Solved – Basis of Pearson correlation coefficient

correlationpearson-r

Pearson correlation coefficient is calculated using the formula $r = \frac{cov(X,Y)}{\sqrt{var(X)} \sqrt{var(Y)}}$. How does this formula contain the information that the two variates $X$ and $Y$ are correlated or not? Or, how do we get this formula for the correlation coefficient?

Best Answer

What matter is $cov(X,Y)$. Denominator $\sqrt{var(X)var(Y)}$ is for getting rid of units of measure (if say $X$ is measured in meters and $Y$ in kilograms then $cov(X,Y)$ is measured in meter-kilograms which is hard to comprehend) and for standardization ($cor(X,Y)$ lies between -1 and 1 whatever variable values you have).

Now back to $cov(X,Y)$. This shows how variables vary together about their means, hence co-variance. Let us take an example.enter image description here

Lines are drawn at sample means $\bar X$ and $\bar Y$. The points in the upper right corner are where both $X_i$ and $Y_i$ are above their means and so both $(X_i-\bar X)$ and $(Y_i-\bar Y)$ are positive. The points in the lower left corner are below their means. In both cases product $(X_i-\bar X)(Y_i-\bar Y)$ is positive. On the contrary upper left and lower right are areas where this product is negative.

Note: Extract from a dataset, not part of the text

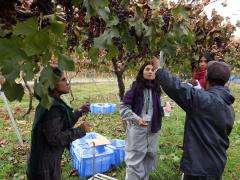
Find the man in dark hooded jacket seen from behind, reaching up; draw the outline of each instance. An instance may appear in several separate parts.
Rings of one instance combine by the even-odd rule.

Now when computing covariance $cov(X,Y)=\frac1{n-1}\sum_{i=1}^n(X_i-\bar X)(Y_i-\bar Y)$ in this example points that give positive products $(X_i-\bar X)(Y_i-\bar Y)$ dominate, resulting positive covariance. This covariance is bigger when points are aligned closer to an imaginable line crossing the point $(\bar X,\bar Y)$.

As a last note, covariance shows only the strength of a linear relationship. If relationship is non linear, covariance is not able to detect it.